Perché questi robot giganti?
Mi sono sempre piaciuti, fin da quando, da piccolo, ho visto per la prima volta la battaglia di Hoth ne L'Impero colpisce ancora. Le macchine futuristiche e i robot giganti riescono a creare un'atmosfera apocalittica che trovo particolarmente interessante, ed è per questo che mi piace così tanto usarli nei miei lavori.

Sono anche molto appassionato di fantascienza e fantasy. E le opere di Sienkiewi​cz, Tolkien e Sapk​owski, il mio interesse per il combattimento di fanteria, per la seconda guerra mondiale e per il codice Bushido dei samurai mi hanno accompagnato per tutta la vita e hanno avuto un ruolo cruciale nella mia formazione di artista.

Ho notato che nei tuoi dipinti le città non compaiono quasi mai. Preferisci i paesaggi rurali?
Sono cresciuto in un paesino vicino a Stettino, immerso nella natura e circondato dai boschi. Poi per ragioni professionali ho sempre vissuto in città, ma devo dire che mi manca quella dimensione tranquilla. 

Da artista mi sono dedicato a perfezionare il mio stile studiando i dipinti di Kossak, Chelmonski e Shishkin, e il fatto che questo si noti è la mia soddisfazione più grande.

C'è anche un pizzico di patriottismo.
Certamente. Amo il mio paese e sono grato di essere nato in Polonia. Dipingo quello che mi piace e quello che mi rende felice, ma nei miei lavori c'è anche una certa nostalgia.

Ora lavori in Germania—ti manca casa?
Mi mancano quei panorami, le montagne, il mare. Ma quello che mi manca di più sono le piccole cose come il cibo, i miei bar preferiti, i film. A gennaio mi trasferisco a Cracovia con mia moglie e il mio gatto. Di solito sono un tipo solitario, lavoro spesso a casa ed esco di rado, perciò vivere in Germania non mi è pesato più di tanto.
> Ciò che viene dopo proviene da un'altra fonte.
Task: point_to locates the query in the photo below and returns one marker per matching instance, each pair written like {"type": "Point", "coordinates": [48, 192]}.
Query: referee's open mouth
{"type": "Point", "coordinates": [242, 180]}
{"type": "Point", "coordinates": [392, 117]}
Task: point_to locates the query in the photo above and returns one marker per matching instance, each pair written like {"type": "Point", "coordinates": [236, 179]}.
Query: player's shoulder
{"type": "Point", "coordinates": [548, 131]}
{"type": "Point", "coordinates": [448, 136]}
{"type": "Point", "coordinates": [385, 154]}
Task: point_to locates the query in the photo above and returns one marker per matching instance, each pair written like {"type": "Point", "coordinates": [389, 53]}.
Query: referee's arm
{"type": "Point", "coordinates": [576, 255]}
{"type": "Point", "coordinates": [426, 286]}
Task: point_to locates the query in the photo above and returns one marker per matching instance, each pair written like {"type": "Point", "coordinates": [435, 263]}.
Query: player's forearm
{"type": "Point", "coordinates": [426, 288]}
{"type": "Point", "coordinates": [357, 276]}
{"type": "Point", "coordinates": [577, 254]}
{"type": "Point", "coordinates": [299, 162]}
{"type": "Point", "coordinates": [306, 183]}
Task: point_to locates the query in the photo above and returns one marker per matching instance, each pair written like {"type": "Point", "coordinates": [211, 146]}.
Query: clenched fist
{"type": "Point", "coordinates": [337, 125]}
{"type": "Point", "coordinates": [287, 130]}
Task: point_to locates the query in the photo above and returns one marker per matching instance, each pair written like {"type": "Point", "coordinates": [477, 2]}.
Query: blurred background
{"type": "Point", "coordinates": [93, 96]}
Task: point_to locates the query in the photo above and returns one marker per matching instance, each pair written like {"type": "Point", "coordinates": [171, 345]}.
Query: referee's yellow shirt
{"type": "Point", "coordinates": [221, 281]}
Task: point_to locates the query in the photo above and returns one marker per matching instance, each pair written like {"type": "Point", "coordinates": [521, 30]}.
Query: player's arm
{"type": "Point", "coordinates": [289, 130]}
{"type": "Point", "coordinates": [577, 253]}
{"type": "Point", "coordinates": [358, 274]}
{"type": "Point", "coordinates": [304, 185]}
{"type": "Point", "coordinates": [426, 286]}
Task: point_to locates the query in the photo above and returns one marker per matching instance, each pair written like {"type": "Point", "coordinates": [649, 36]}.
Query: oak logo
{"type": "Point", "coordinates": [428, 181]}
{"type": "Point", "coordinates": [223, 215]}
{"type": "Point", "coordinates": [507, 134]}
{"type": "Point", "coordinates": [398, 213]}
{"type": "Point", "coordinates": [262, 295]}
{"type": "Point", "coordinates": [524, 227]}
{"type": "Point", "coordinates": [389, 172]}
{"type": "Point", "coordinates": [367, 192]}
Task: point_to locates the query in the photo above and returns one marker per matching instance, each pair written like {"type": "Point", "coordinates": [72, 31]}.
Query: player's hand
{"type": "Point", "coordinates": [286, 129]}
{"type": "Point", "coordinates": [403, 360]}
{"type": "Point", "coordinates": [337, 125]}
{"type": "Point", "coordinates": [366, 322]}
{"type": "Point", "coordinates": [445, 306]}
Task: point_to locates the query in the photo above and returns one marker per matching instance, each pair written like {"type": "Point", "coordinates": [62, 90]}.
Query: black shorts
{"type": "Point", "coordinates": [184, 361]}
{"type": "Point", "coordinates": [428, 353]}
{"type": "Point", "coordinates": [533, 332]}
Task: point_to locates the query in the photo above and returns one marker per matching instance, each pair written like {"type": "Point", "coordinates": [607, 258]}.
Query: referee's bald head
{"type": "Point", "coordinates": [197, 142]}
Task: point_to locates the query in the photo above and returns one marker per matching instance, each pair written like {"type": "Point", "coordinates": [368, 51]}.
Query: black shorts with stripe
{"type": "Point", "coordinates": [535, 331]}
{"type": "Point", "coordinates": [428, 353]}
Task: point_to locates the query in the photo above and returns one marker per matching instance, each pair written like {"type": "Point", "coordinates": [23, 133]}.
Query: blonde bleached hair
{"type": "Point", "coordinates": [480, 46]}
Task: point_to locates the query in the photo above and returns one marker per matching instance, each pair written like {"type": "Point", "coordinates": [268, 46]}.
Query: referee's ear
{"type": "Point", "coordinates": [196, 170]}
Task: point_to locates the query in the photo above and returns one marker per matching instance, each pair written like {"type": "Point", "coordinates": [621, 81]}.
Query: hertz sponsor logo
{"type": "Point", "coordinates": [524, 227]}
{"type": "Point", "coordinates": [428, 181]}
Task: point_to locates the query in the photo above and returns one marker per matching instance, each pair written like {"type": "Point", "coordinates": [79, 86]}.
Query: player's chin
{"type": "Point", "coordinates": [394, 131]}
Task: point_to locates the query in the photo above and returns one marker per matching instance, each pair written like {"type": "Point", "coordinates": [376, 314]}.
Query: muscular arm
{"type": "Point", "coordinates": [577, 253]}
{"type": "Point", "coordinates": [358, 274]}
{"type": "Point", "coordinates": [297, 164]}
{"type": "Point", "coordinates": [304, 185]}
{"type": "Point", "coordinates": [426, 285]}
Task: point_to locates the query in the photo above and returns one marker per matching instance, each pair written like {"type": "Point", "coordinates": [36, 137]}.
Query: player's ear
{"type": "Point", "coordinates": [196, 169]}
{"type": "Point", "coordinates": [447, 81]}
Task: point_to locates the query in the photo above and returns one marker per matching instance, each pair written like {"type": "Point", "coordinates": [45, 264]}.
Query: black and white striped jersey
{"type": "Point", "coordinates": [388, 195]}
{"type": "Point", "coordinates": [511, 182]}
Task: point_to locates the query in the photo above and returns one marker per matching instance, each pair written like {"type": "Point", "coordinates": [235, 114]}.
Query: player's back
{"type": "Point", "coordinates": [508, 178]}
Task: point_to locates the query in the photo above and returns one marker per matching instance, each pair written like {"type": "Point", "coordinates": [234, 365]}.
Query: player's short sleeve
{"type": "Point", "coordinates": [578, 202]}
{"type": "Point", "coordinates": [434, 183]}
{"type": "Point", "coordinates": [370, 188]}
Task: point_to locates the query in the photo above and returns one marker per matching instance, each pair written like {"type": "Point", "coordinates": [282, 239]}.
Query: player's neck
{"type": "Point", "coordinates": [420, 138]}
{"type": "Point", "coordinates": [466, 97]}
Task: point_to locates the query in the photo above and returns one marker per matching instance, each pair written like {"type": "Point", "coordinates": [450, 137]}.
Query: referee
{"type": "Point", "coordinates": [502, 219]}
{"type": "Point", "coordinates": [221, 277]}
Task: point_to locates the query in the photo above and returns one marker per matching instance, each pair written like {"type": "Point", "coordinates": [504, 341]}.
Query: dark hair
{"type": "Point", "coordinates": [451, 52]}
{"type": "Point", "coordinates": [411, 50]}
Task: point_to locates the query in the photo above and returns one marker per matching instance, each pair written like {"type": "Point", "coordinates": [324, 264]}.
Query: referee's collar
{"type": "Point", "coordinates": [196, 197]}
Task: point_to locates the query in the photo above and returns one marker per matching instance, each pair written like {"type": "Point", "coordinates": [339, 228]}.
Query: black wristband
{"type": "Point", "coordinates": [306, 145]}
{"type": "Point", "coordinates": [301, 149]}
Hai dipinto una tua versione alternativa del passato. Se dovessi dipingere il futuro della Polonia, come sarebbe? Sarebbe una realtà utopica o distopica?
Bella domanda. Nessuna delle due, credo—non mi piacciono gli estremi. Mi piacciono le sfumature di grigio, quindi dipingerei una realtà che possa stare nel mezzo, sempre con un tocco di originalità.